Somos com quem comemos

Somos o que comemos, dizem-nos. Mas é importante não esquecer que tão ou mais importante é com quem comemos.

Confinamento. Hora de jantar. Passo os olhos pela TV. Num dos canais noticia-se que subiram as taxas de obesidade. Noutro discorre-se sobre um restaurante qualquer a que temos mesmo de ir, depois de também nos ter sido sugerido um carro desportivo, um passeio a não perder e nos é revelada a casa de um casal que a mostra, orgulhoso, enquanto discorre sobre a superficialidade, o perigo da exposição da intimidade e a ilusão que as redes sociais podem ser para os mais novos.

Mudo outra vez de canal. Começa uma entrevista com um dos cozinheiros do momento, valorizando o hedonismo, o prazer de comer, garantindo que se tem exagerado nos discursos de moderação e que cozinhar é arte e mais isto, aquilo e aquele outro. E por último, já depois de ter passado por um assustador concurso de cozinha, deparo-me com uma típica peça de TV da temporada, com uma senhora satisfeita por ser Primavera e estarmos à beira do fim de mais um confinamento, mas avisando que o Verão está à porta e temos de preparar os nossos corpinhos com dietas, corridas e ginásios, tudo em nome da boa aparência e da saúde de todos.

Nisto levanto-me para ir ao frigorífico e, no meio de tantas contradições, fico, digamos assim, confuso sobre o que jantar. Há muita gente que se escandaliza quando vai a uma exposição de arte contemporânea — muitas vezes movida pela contextualização do artista sobre a obra ou preocupada com lógicas de estatuto social — e chega lá e começa a dizer que se sente enganada, que aquilo até ela podia ter feito, e que o discurso sobre a obra suplanta a obra e assim, e assado, e cozido. Por falar nele, no cozido, a mim acontece-me esse tipo de fenómeno, mas é quando vou às Finanças — acho aquela linguagem codificada feita para ninguém perceber nada — e também, na última década, com as narrativas à volta da alimentação e os cozinheiros e os lugares que têm para nos oferecer novas experiências.

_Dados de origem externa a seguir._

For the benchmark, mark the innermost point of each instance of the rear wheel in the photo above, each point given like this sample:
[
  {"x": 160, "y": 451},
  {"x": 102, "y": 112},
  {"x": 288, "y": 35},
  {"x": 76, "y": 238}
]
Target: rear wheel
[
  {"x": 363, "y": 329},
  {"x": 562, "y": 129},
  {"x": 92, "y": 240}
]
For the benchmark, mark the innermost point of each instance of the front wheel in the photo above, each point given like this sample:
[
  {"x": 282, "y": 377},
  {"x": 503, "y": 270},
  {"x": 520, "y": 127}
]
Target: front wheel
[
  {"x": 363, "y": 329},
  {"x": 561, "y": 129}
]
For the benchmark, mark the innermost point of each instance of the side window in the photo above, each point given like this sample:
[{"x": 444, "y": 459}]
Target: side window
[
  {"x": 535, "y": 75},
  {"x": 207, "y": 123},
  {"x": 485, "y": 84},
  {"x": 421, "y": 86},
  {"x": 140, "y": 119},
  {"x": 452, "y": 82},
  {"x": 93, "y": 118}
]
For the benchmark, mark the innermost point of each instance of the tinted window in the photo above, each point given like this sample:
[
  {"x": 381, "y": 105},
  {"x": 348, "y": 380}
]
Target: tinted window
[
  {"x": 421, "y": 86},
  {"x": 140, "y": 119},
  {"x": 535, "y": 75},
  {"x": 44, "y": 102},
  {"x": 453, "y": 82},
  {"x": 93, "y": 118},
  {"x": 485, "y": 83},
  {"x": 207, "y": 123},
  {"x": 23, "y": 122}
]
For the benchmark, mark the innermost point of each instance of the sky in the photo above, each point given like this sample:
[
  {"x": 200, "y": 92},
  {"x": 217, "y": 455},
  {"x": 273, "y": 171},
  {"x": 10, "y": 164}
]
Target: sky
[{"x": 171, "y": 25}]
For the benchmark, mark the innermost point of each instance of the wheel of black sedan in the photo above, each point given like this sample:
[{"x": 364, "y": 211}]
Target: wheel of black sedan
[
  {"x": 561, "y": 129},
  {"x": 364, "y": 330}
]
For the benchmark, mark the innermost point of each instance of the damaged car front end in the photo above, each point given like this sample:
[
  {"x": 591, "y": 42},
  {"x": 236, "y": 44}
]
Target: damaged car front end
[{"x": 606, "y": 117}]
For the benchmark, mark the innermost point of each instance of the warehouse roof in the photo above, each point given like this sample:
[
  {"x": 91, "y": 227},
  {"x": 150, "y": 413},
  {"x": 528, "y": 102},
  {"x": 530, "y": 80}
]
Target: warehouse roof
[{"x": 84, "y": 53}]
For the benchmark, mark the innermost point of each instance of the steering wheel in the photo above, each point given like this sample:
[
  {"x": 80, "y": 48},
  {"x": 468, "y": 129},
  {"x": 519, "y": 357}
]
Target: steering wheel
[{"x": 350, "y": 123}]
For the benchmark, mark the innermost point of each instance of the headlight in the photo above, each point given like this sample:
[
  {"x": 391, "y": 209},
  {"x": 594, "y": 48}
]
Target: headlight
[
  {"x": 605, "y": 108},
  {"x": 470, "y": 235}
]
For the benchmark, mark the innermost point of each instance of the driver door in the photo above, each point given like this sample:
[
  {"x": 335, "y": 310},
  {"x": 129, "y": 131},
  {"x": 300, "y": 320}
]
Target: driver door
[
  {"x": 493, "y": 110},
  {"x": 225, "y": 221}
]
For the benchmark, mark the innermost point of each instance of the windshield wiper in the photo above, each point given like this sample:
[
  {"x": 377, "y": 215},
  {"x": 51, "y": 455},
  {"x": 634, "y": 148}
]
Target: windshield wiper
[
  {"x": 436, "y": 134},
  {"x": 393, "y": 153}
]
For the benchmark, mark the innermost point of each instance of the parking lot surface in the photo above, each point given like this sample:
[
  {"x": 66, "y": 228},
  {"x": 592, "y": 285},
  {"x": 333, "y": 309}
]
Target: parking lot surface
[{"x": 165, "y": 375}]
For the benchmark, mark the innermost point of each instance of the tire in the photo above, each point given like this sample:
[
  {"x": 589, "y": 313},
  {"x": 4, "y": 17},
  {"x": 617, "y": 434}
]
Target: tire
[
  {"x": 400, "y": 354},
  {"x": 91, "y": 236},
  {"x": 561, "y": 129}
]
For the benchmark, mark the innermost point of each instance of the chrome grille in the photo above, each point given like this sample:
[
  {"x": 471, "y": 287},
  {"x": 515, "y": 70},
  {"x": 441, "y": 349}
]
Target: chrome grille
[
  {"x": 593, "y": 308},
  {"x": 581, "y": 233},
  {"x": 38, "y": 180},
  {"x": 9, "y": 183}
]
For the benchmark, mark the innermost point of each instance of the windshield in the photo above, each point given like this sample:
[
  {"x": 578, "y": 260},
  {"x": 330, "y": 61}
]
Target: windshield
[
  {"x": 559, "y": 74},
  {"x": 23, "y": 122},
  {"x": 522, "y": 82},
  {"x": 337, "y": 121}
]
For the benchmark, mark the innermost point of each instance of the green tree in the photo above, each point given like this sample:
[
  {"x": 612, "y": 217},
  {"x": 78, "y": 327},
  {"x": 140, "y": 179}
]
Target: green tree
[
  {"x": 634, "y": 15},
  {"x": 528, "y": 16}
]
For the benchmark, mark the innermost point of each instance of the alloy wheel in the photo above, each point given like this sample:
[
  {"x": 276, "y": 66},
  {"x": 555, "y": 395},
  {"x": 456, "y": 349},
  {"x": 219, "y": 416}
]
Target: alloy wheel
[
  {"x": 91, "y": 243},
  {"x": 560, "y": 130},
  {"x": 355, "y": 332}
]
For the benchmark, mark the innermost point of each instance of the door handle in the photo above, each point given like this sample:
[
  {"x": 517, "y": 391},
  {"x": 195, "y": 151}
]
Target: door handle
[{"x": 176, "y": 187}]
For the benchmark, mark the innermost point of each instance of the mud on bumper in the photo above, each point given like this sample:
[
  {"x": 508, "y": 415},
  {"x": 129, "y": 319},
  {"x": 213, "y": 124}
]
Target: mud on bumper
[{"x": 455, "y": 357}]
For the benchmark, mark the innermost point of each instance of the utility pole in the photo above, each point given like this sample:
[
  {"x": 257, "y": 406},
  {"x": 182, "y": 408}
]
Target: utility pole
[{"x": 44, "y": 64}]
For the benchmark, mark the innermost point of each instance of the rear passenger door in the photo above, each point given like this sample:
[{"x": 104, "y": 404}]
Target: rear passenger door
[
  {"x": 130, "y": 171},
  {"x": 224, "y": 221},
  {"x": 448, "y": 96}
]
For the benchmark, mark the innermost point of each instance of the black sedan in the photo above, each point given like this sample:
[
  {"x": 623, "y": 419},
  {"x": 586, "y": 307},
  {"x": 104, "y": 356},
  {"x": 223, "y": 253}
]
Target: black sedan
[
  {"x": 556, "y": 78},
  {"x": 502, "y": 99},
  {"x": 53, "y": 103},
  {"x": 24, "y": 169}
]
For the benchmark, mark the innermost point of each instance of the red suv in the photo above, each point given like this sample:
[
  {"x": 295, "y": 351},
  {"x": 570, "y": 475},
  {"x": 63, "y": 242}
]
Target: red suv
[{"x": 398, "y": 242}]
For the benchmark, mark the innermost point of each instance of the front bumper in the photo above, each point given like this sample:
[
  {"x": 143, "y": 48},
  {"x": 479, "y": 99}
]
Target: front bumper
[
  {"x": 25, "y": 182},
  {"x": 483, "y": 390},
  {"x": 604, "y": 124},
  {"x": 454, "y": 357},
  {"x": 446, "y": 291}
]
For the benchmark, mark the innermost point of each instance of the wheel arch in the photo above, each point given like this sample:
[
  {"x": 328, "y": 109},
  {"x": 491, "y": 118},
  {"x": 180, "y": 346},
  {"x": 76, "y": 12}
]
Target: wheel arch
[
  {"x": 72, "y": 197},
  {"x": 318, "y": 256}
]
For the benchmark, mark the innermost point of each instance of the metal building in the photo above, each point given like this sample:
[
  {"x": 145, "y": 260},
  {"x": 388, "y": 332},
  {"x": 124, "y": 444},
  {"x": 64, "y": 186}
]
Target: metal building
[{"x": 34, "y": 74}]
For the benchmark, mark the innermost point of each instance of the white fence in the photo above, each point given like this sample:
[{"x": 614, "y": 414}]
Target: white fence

Sejamos justos. Há boas práticas, mas também há idas a exposições, perdão, a restaurantes, em que a prova é, como dizer, insatisfatória. Na arte, quando não se compreende, pode dizer-se que se sentiu. Na cozinha contemporânea fica-se só com larica e os bolsos vazios. Dito isto, das coisas que mais sinto falta no confinamento é das idas a restaurantes. De preferência, dignos, com boa matéria-prima, tranquilos, calorosos e sem preços exagerados. Não precisa de ter um cozinheiro cientificamente inovador, mas apenas alguém que cozinhe com saber, brio e afectividade.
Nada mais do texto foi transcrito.